At the iceboat club, members remain hopeful, but realistic. Iceboaters sometimes spend years waiting for ice and the right wind conditions.
“There’s no other feeling like it in the world,” said Bob Pulsch, a Port Monmouth member of the Rocket Foundation, describing the rush iceboaters get on the river.
Iceboating is so firmly entrenched in Red Bank that the borough’s official seal contains an image of an iceboat. And for the holidays, an iceboat draped with white lights traditionally stands guard at the entrance to the borough’s Riverside Gardens Park.
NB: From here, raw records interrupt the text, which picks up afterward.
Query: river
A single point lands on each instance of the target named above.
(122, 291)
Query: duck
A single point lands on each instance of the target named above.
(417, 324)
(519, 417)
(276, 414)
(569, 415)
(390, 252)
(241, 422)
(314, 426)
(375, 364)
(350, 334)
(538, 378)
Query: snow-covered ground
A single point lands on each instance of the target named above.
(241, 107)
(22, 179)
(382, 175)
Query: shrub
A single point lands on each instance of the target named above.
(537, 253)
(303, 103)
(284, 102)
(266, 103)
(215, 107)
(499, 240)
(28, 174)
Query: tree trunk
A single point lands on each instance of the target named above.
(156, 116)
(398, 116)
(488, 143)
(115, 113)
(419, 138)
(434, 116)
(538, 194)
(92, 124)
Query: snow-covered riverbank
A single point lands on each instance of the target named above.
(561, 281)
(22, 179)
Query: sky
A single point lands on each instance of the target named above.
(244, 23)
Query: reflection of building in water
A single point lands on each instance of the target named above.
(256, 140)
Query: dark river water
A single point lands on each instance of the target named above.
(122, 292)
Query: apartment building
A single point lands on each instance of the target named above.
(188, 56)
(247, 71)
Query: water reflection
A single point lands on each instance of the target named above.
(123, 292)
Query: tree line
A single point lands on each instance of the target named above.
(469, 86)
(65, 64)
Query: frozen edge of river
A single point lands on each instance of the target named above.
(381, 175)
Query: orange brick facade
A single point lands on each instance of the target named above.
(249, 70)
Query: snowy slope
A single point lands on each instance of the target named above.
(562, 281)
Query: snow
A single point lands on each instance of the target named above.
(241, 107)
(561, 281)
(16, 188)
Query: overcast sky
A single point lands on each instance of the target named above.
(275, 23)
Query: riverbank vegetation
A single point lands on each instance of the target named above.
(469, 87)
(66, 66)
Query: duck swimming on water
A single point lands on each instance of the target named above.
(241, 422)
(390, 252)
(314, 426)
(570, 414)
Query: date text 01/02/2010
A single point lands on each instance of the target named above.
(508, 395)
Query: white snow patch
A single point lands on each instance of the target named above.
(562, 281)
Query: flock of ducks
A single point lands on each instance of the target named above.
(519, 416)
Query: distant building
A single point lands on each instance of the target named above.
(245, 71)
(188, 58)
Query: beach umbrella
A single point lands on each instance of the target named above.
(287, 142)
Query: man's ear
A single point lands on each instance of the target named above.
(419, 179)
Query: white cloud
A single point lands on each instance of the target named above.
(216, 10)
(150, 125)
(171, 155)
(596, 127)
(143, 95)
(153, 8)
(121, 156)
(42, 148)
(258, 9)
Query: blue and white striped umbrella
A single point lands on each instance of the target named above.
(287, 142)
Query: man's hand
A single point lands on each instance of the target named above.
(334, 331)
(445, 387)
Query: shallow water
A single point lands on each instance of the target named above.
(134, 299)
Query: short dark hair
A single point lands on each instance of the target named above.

Iceboats can be described as skeleton sailboats with runners. A backbone holds the cockpit for the driver; the runner plank sits at right angles to the backbone and carries steel-shod runners. Iceboats can be one-person operations, like small Skeeters and speedy DNs (named for their sponsor, The Detroit News), or large enough for a crew of four, like majestic A-class boats bearing names like Dreadnought and Phantom. The Rocket dwarfs even the largest A-boat. Built in 1888 for George Coley, one of the eight founding members of the North Shrewsbury Ice Boat and Yacht Club, the Rocket raced until 1920 against fellow giants, like the Jack Frost, owned by the Roosevelt family, on the Hudson River. The Rocket was eventually dismantled and stored under the Red Bank clubhouse.
After a 1970s restoration project stalled, a new project began in 1998. First, the cockpit was restored; it now rests temporarily under a glass tabletop in the club’s second story meeting room. A group of dedicated iceboaters began meeting every Thursday night in the club’s downstairs workshop, piecing together a new mast, winding and splicing wire stays, and sanding the massive backbone.
Last summer, for Red Bank’s centennial, the foundation assembled the restored Rocket for public display. The mast towered 38 feet. In the fall, the sails were completed and paid for.
Now all the foundation needs is ice.
“There were a lot of people in the club who kind of thought we were crazy trying to restore this old boat,” said Mark Petersen of Little Silver, a foundation member. “But once it physically started to come together, everyone got behind us. It’ll be a piece of history, come back to life on the ice.”
Iceboating has been popular on the Navesink — also known through history as the Neversink and the North Shrewsbury — since the 1840s. The North Shrewsbury Ice Boat and Yacht Club, one of the oldest continuing iceboat clubs in the nation, was formed in 1880; today it has 155 members. The two-story wood-shingled clubhouse was moved to its current location in 1923, and members have carried on a longtime rivalry with the Hudson River Ice Yacht Club. Three times since the 1880s, the two clubs have competed for a silver Tiffany trophy, the Van Nostrand Cup, with the Red Bank club maintaining its hold on it in 2003, on home ice.
Club members liken the sensation of the sport to the feeling of barreling downhill on a sled, multiplied several times: cold air tearing at your face as the runners chatter over the ice and the wind propels you downriver at speeds exceeding 60 miles per hour. It’s on record that the Scud, an iceboat in the Rocket’s class size, was clocked on the Navesink at 109 m.p.h. in the early 1900s. Club members have fingers crossed for the right conditions for good ice, Mr. Holian said, “so we can get the ride of our lives.”